Joan liest: Volker Weidermann – Ostende. 1936, Sommer der Freundschaft

Ich habe dieses Jahr Glück: Ich finde ständig Bücher, die ich unbedingt lesen möchte, weil ich sie – hätte ich sie nicht gefunden – hätte schreiben müssen. Als fauler Mensch bin ich für diese Laune des Schicksals sehr, sehr dankbar. Für die Idee hinter Volker Weidermanns Ostende. 1936, Sommer der Freundschaft habe ich sogar mal ein Stipendium bekommen, aber wie viel angenehmer ist es doch, all die Fakten und Fiktionen in aufgearbeiteter Form präsentiert zu bekommen. Und noch dazu so wunderwunderschön geschrieben. Ähnlich wie vor dem im Roman auftauchenden Stefan Zweig verbeuge ich mich in Bewunderung vor dem großen Könner Volker Weidermann. Das Werk, von der Länge her fast eine Novelle, beschreibt den Sommer 1936, in dem sich eine Vielzahl berühmter Exilautoren mehr oder weniger zufällig in Ostende aufhalten für … ja, für was eigentlich?
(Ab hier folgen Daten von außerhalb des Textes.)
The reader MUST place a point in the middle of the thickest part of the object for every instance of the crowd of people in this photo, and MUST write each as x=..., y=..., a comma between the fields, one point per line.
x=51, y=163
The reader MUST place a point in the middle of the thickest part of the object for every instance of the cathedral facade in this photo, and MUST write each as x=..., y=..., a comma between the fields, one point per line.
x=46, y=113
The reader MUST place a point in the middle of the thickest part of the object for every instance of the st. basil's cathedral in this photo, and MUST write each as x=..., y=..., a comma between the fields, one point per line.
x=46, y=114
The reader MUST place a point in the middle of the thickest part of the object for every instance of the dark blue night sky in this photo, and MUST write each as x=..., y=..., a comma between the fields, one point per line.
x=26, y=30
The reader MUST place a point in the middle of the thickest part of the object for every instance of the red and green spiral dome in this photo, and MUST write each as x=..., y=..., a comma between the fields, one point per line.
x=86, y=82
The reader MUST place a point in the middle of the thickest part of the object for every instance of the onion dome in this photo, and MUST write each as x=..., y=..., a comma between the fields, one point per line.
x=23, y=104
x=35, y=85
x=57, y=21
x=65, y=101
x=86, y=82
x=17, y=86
Da wird geurlaubt, gefeiert, geschrieben und natürlich immer wieder politisiert – da kommen sie alle vor, von Roth über Zweig, von Kisch bis zur Keun. Und sie sind so herrlich einfühlsam beschrieben, man möchte immer wieder glauben, einen Zeitzeugenbericht zu lesen. Das Ambiente ist auf das Vortrefflichste eingefangen, und die politischen Hintergründe sind so gut recherchiert, dass es auch für eine Literaturwissenschaftlerin eine reine Freude ist. Von mir eine uneingeschränkte Leseempfehlung für jeden, der sich für die Exilliteratur und ihre Autoren interessiert, oder nein, besser: für jeden, der sich für Literatur interessiert.